Best performance questions in June 2012

Why is processing a sorted array faster than an unsorted array?

1088 votes

Here is a piece of code that shows some very peculiar performance. For some strange reason, sorting the data miraculously speeds up the code by almost 6x:

#include <algorithm>
#include <ctime>
#include <iostream>

int main()
{
    // generate data
    const unsigned arraySize = 32768;
    int data[arraySize];

    for (unsigned c = 0; c < arraySize; ++c)
        data[c] = std::rand() % 256;


    // !!! with this, the next loop runs faster
    std::sort(data, data + arraySize);


    // test
    clock_t start = clock();
    long long sum = 0;

    for (unsigned i = 0; i < 100000; ++i)
    {
        // primary loop
        for (unsigned c = 0; c < arraySize; ++c)
        {
            if (data[c] >= 128)
                sum += data[c];
        }
    }

    double elapsedTime = static_cast<double>(clock() - start) / CLOCKS_PER_SEC;

    std::cout << elapsedTime << std::endl;
    std::cout << "sum = " << sum << std::endl;
}
  • Without std::sort(data, data + arraySize);, the code runs in 11.54 seconds.
  • With the sorted data, the code runs in 1.93 seconds.

Initially I thought this might be just a language or compiler anomaly. So I tried it Java...

import java.util.Arrays;
import java.util.Random;

public class Main
{
    public static void main(String[] args)
    {
        // generate data
        int arraySize = 32768;
        int data[] = new int[arraySize];

        Random rnd = new Random(0);
        for (int c = 0; c < arraySize; ++c)
            data[c] = rnd.nextInt() % 256;


        // !!! with this, the next loop runs faster
        Arrays.sort(data);


        // test
        long start = System.nanoTime();
        long sum = 0;

        for (int i = 0; i < 100000; ++i)
        {
            // primary loop
            for (int c = 0; c < arraySize; ++c)
            {
                if (data[c] >= 128)
                    sum += data[c];
            }
        }

        System.out.println((System.nanoTime() - start) / 1000000000.0);
        System.out.println("sum = " + sum);
    }
}

with a similar but less extreme result.


My first thought was that sorting brings the data into cache, but my next thought was how silly that is because the array was just generated.

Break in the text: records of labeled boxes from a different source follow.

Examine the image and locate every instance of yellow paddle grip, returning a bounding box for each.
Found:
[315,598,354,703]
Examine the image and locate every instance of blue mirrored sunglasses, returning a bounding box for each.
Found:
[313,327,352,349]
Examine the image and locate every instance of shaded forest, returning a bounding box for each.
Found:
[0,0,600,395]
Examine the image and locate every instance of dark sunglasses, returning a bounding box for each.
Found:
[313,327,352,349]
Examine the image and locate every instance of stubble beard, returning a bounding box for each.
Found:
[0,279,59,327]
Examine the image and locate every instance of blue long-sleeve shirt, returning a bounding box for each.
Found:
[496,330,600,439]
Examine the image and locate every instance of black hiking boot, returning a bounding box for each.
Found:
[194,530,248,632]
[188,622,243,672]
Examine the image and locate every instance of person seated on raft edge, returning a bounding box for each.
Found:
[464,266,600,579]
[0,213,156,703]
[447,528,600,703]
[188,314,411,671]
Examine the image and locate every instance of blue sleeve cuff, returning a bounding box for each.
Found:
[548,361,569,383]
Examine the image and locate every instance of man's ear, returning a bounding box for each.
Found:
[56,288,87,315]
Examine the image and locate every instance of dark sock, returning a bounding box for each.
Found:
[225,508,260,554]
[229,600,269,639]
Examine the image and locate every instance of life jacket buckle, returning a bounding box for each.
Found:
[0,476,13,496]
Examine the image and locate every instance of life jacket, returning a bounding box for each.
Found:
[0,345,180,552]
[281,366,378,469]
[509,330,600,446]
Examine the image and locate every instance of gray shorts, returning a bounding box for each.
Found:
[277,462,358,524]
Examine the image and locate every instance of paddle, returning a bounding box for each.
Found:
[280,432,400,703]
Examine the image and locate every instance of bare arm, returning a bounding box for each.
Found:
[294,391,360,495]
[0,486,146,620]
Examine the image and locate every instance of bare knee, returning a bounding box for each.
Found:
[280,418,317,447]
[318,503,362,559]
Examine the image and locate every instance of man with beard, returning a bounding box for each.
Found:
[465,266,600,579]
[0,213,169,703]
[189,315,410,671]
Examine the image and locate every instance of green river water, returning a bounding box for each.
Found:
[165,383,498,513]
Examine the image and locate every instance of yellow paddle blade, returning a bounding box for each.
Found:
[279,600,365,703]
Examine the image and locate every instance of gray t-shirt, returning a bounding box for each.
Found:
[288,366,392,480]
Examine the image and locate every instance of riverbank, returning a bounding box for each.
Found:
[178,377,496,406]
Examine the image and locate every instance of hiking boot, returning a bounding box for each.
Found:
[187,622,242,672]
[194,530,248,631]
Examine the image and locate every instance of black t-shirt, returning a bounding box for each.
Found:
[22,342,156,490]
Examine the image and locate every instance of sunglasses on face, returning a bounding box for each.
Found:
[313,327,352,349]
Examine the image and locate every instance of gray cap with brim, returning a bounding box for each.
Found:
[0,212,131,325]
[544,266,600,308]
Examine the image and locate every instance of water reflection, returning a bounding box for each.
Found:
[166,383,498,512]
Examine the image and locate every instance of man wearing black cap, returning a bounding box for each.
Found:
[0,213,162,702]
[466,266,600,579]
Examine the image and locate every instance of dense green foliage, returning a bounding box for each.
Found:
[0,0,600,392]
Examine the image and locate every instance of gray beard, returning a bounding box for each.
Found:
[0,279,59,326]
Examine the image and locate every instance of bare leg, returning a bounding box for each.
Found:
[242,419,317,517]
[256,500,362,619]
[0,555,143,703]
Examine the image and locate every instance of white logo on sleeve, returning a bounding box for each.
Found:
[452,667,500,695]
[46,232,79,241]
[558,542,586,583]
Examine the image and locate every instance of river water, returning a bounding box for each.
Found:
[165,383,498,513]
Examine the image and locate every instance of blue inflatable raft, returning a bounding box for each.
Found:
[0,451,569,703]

What is going on? Why is a sorted array faster than an unsorted array? The code is summing up some independent terms, the order should not matter.

You are the victim of branch prediction fail.


What is Branch Prediction?

Consider a railroad junction:

enter image description here Image by Mecanismo, from Wikimedia Commons: http://commons.wikimedia.org/wiki/File:Entroncamento_do_Transpraia.JPG

Now for the sake of argument, suppose this is back in the 1800s - before long distance or radio communication.

You are the operator of a junction and you hear a train coming. You have no idea which way it will go. You stop the train to ask the captain which direction he wants. And then you set the switch appropriately.

Trains are heavy and have a lot of momentum. So they take forever to start up and slow down.

Is there a better way? You guess which direction the train will go!

  • If you guessed right, it continues on.
  • If you guessed wrong, the captain will stop, back up, and yell at you to flip the switch. Then it can restart down the other path.

If you guess right every time, the train will never have to stop.
If you guess wrong too often, the train will spend a lot of time stopping, backing up, and restarting.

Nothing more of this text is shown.